It’s been a short workweek, truncated by a welcome opportunity to give thanks for family, friends, colleagues, and professional progress over the past year.
It is saddening, however, that geodesist and tectonophysicist John Beavan, a long-term member of the scientific staff at Lamont, succumbed to bladder cancer this past weekend. John rose through the ranks to senior staff at the Observatory from 1976 to 1993, when he left to take a position as Crustal Dynamics Geophysicist at GNS Science in New Zealand. John held an appointment as an Adjunct Senior Research Scientist at Lamont until 2000. His research contributed broadly to our understanding of plate boundary deformation, fault mechanics, and the characteristics of major earthquakes around the Pacific.

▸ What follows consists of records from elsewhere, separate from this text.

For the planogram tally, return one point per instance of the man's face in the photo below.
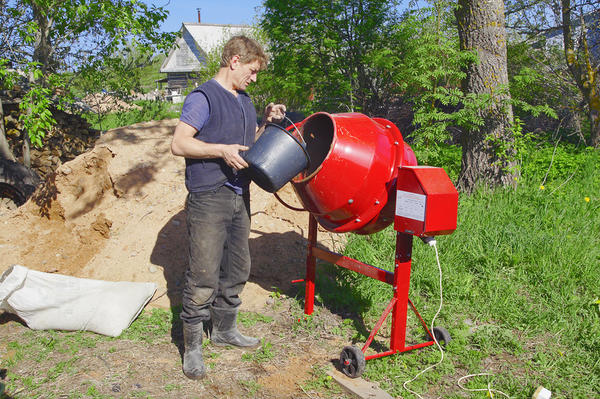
(244, 74)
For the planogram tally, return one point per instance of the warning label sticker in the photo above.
(410, 205)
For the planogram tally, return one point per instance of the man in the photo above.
(218, 120)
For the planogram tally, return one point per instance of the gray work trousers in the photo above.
(218, 224)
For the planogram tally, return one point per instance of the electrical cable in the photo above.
(432, 243)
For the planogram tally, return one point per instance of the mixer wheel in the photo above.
(352, 361)
(442, 335)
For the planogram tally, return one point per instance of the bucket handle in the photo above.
(298, 130)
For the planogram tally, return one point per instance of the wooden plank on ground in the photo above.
(359, 387)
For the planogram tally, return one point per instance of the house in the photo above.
(189, 53)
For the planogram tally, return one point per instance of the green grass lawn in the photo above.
(521, 282)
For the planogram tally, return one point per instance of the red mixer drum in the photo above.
(350, 182)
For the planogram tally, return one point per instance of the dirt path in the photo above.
(116, 213)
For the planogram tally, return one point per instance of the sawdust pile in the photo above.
(117, 213)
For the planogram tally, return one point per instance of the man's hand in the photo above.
(274, 112)
(231, 155)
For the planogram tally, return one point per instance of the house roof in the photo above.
(196, 41)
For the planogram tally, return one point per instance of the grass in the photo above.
(520, 287)
(520, 282)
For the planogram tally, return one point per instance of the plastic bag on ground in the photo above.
(57, 302)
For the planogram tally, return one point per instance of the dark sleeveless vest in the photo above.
(228, 123)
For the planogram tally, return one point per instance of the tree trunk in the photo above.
(5, 151)
(486, 153)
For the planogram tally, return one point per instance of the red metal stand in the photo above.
(399, 280)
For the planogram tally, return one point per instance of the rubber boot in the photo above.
(225, 332)
(193, 364)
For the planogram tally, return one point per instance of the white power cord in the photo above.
(432, 243)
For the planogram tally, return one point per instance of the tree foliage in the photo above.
(49, 38)
(326, 55)
(573, 28)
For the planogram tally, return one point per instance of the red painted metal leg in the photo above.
(311, 265)
(401, 286)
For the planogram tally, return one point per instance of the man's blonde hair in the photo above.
(248, 49)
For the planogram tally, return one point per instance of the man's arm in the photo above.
(185, 145)
(273, 113)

Lamont scientists continued to be featured in media stories over the past week. Adam Sobel was one of several experts interviewed on the NOVA documentary on Hurricane Sandy, “Inside the Megastorm,” which first aired on PBS last week. The show is available online at http://www.pbs.org/wgbh/nova/earth/inside-the-megastorm.html. Andy Juhl’s efforts to measure Sandy’s impact on water quality in the Hudson River is the subject of a new video that follows Andy and the environmental group Riverkeeper on a sampling expedition a week and a half after the storm: http://www.ldeo.columbia.edu/news-events/after-sandy-testing-waters. Last week’s Columbia University symposium on "Warming Arctic, Changing Planet," co-sponsored by Lamont, was followed by interviews of panelists Nathalie Boelman, Kevin Griffin, and Stephanie Pfirman on LiveScience: http://www.livescience.com/24798-global-warming-changing-arctic.html.

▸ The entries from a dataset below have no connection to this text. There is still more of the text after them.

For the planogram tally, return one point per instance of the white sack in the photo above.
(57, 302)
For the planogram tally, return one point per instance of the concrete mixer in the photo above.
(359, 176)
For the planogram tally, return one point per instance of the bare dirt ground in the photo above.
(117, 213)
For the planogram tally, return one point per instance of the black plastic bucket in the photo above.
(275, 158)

On the federal front, both the AGU (http://www.agu.org/sci_pol/asla/alerts/2012-47.shtml) and the American Institute of Physics (http://www.aip.org/fyi/2012/138.html) issued updates this week on executive and legislative branch efforts to limit travel to conferences by government employees. Such regulations restrict the participation by federal agency scientists in scientific meetings, such as next month’s AGU Fall Meeting. The American Association for the Advancement of Science, the American Astronomical Society, AGU, and other scientific societies have joined forces to press Congress to relieve such restrictions on conference travel in the interest of promoting open communication and collaboration in the sciences.
Next Tuesday and Wednesday, the Earth Institute will stage the first meeting of the Leadership Council of the Sustainable Development Solutions Network. Among the objectives of the meeting is the determination of the appropriate set of thematic groups to address network goals, including the championing of specific solutions for sustainable development challenges and their early-stage demonstration and development.
Next Wednesday afternoon, Lamont’s Advisory Board will meet in the Comer Building. The Board will hear reports on progress at the Observatory across a broad front, from scientific discoveries to strategic planning, and from media outreach to underway changes in Observatory management. The Board will hear a scientific presentation from Terry Plank and will be treated to a tour of Lamont’s nearly completed set of laboratories for our new colleagues in the biogeosciences.
On Friday of next week, Lamont will host a visit by Jane Lubchenco, Under Secretary of Commerce for Oceans and Atmosphere and Administrator of NOAA. Her visit will afford an opportunity for discussions with staff scientists and a tour of the facilities and laboratories on the Lamont Campus. She will be presenting a seminar on extreme weather at 1:30 that afternoon that I hope most of you can attend.
That Friday will be at least a two-seminar day. The Earth Science Colloquium features Shaun Lovejoy of McGill, an expert in nonlinear geophysics who will be speaking on “The climate is not what you expect.”
I’m on vacation today, sitting in a beach house in South Carolina and watching the morning Sun reflect off the surf, and I can’t help imagining the impact of a Sandy-sized hurricane on this stretch of Atlantic coast. But grandchildren arrived last night, and I can hope that among the reasons for thanksgiving is that the lessons learned from that storm can benefit generations to come.